Elasticsearch Top Hits Aggregation - Syntax, Example, and Tips

The Top Hits Aggregation in Elasticsearch allows you to retrieve the most relevant documents for each bucket in a parent aggregation. It's particularly useful when you want to fetch a sample of matching documents alongside your aggregation results.

Syntax

"top_hits": {
  "size": 10,
  "sort": [
    {
      "date": {
        "order": "desc"
      }
    }
  ],
  "_source": {
    "includes": [ "field1", "field2" ]
  }
}

For more details, refer to the official Elasticsearch documentation.

Example Usage

Here's an example that groups documents by category and retrieves the top 3 most recent documents for each:

GET /my-index/_search
{
  "size": 0,
  "aggs": {
    "categories": {
      "terms": {
        "field": "category",
        "size": 10
      },
      "aggs": {
        "top_docs": {
          "top_hits": {
            "size": 3,
            "sort": [
              {
                "date": {
                  "order": "desc"
                }
              }
            ]
          }
        }
      }
    }
  }
}

Common Issues

Performance impact: Using top_hits with a large size can be resource-intensive.
Sorting limitations: Certain types of sorting (e.g., script-based) may not be available in top_hits.
Field data usage: Be cautious when using top_hits on fields with high cardinality, as it may consume significant memory.

Best Practices

Limit the size of top_hits to reduce memory usage and improve performance.
Use _source filtering to retrieve only necessary fields.
Consider using search_after for pagination instead of deep paging with top_hits.
Combine top_hits with other aggregations for more complex analysis.

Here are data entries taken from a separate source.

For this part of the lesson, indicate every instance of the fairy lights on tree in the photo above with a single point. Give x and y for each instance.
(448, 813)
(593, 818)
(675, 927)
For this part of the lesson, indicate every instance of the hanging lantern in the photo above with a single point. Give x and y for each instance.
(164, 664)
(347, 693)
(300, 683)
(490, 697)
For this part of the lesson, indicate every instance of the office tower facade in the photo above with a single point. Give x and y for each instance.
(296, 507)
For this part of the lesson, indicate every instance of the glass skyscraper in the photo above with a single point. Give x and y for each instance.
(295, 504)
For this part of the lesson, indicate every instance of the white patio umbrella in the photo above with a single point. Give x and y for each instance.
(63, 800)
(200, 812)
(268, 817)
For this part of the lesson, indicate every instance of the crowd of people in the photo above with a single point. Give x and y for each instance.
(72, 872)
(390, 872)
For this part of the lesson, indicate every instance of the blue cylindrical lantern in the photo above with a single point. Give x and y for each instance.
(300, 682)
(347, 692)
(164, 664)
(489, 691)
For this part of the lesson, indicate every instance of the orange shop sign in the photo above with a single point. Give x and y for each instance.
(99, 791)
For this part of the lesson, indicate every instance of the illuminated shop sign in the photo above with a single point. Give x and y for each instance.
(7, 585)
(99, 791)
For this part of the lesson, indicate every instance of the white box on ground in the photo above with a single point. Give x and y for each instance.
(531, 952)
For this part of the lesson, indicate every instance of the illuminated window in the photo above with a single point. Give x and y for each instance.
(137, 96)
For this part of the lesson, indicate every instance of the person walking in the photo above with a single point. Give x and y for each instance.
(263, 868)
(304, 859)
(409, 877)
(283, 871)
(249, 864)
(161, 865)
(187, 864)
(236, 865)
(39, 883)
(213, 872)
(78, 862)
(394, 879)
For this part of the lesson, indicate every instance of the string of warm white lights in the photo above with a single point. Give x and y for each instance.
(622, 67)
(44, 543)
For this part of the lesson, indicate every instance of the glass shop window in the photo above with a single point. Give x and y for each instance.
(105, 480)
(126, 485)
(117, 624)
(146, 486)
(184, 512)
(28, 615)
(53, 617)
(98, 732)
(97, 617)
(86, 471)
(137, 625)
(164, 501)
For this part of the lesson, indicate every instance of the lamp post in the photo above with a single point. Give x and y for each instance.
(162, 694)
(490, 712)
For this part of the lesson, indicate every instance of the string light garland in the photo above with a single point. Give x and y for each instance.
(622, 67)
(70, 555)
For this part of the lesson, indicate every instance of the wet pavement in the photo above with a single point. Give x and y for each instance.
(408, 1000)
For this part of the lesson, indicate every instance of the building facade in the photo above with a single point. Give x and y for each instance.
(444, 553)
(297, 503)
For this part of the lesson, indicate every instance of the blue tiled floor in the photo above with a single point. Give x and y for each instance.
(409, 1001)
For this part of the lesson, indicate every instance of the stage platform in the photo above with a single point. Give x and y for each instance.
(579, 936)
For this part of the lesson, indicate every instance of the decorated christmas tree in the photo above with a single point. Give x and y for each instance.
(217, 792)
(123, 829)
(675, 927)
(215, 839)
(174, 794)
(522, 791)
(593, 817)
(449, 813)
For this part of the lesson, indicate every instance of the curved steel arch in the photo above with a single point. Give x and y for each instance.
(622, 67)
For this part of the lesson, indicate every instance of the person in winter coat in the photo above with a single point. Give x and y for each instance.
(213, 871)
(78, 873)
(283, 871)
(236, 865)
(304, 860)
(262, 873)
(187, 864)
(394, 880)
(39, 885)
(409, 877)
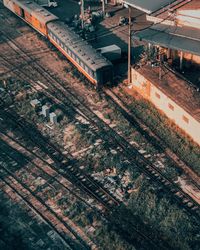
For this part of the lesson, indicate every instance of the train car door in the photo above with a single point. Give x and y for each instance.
(19, 11)
(22, 13)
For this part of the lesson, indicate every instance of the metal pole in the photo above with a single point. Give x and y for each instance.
(129, 45)
(181, 60)
(103, 7)
(82, 14)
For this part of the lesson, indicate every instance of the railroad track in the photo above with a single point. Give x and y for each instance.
(154, 139)
(146, 237)
(37, 204)
(68, 165)
(69, 99)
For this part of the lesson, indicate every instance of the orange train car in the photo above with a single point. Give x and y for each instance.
(32, 13)
(87, 60)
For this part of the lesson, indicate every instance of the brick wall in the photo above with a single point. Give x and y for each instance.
(173, 110)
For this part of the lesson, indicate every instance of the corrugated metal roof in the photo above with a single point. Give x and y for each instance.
(149, 6)
(36, 10)
(178, 38)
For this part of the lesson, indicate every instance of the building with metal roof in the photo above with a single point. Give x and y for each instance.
(43, 15)
(178, 38)
(150, 6)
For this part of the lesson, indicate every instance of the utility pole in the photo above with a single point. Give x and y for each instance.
(82, 13)
(129, 44)
(103, 7)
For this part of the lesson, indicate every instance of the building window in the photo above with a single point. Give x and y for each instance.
(157, 95)
(185, 119)
(171, 106)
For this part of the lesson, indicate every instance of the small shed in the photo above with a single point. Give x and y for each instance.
(35, 103)
(53, 118)
(45, 110)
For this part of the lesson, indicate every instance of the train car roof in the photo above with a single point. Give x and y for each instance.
(86, 53)
(43, 15)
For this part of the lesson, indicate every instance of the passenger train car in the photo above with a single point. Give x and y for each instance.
(86, 59)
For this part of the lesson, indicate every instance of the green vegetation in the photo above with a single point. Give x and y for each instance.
(174, 137)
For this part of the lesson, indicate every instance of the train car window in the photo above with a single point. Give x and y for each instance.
(82, 65)
(86, 69)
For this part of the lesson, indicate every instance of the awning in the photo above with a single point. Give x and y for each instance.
(177, 38)
(150, 6)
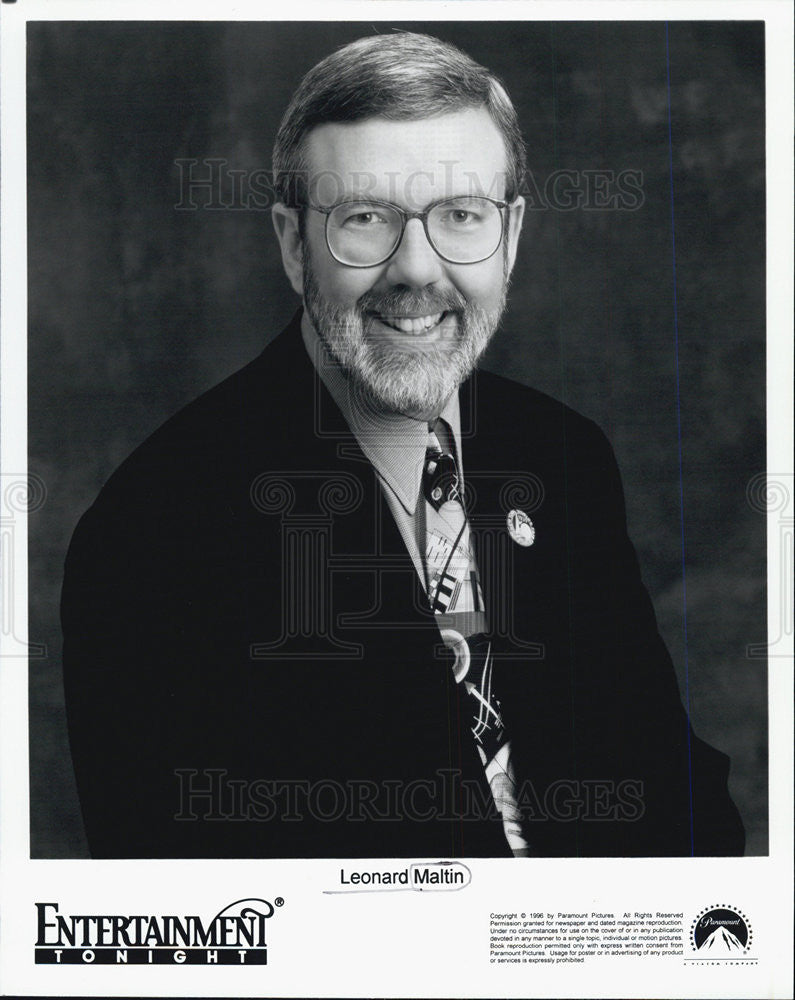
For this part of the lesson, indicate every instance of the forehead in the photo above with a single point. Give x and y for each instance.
(410, 163)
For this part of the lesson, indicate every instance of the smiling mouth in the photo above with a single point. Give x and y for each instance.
(412, 324)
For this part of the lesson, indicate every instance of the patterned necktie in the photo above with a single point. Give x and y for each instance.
(456, 597)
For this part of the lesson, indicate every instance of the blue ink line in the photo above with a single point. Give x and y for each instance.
(679, 436)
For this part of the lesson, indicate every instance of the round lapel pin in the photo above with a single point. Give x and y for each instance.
(520, 528)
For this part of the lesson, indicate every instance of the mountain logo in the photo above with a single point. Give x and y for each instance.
(721, 932)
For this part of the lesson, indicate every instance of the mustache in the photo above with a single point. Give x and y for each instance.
(399, 300)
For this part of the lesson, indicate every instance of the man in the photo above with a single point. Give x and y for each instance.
(359, 599)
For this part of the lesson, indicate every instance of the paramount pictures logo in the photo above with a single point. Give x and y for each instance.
(721, 933)
(234, 936)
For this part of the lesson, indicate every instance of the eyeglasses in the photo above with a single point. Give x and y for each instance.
(463, 230)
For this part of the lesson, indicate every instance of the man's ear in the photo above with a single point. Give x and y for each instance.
(285, 222)
(515, 217)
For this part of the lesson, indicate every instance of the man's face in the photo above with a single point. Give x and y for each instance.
(409, 330)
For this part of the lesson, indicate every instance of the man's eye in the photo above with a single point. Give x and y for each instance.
(461, 217)
(363, 220)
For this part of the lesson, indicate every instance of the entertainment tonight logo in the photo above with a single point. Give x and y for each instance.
(235, 936)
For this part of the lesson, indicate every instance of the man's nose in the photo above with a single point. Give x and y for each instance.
(415, 263)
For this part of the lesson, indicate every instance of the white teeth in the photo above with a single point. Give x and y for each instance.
(406, 324)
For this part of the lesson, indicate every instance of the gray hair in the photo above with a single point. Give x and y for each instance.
(403, 77)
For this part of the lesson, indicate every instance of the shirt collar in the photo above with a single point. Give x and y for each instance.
(394, 444)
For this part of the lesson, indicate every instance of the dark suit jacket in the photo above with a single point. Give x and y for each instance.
(240, 615)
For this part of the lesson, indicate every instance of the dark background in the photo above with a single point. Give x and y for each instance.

Frequently Asked Questions

Q: Can I use top_hits aggregation without a parent bucket aggregation?
A: No, top_hits is typically used as a sub-aggregation within a bucket aggregation like terms or date_histogram.

Q: How does top_hits affect the overall query performance?
A: Top_hits can impact performance, especially with large sizes. It's best to limit the size and use _source filtering to minimize the data transferred.

Q: Can I apply additional scoring or sorting to top_hits results?
A: Yes, you can apply custom sorting and even use script-based sorting within top_hits, similar to regular search queries.

Q: Is it possible to highlight fields in top_hits results?
A: Yes, you can use the highlight parameter within top_hits to highlight specific fields in the returned documents.

Q: How does top_hits interact with nested documents and aggregations?
A: Top_hits can be used effectively with nested aggregations to retrieve the most relevant nested documents within each bucket.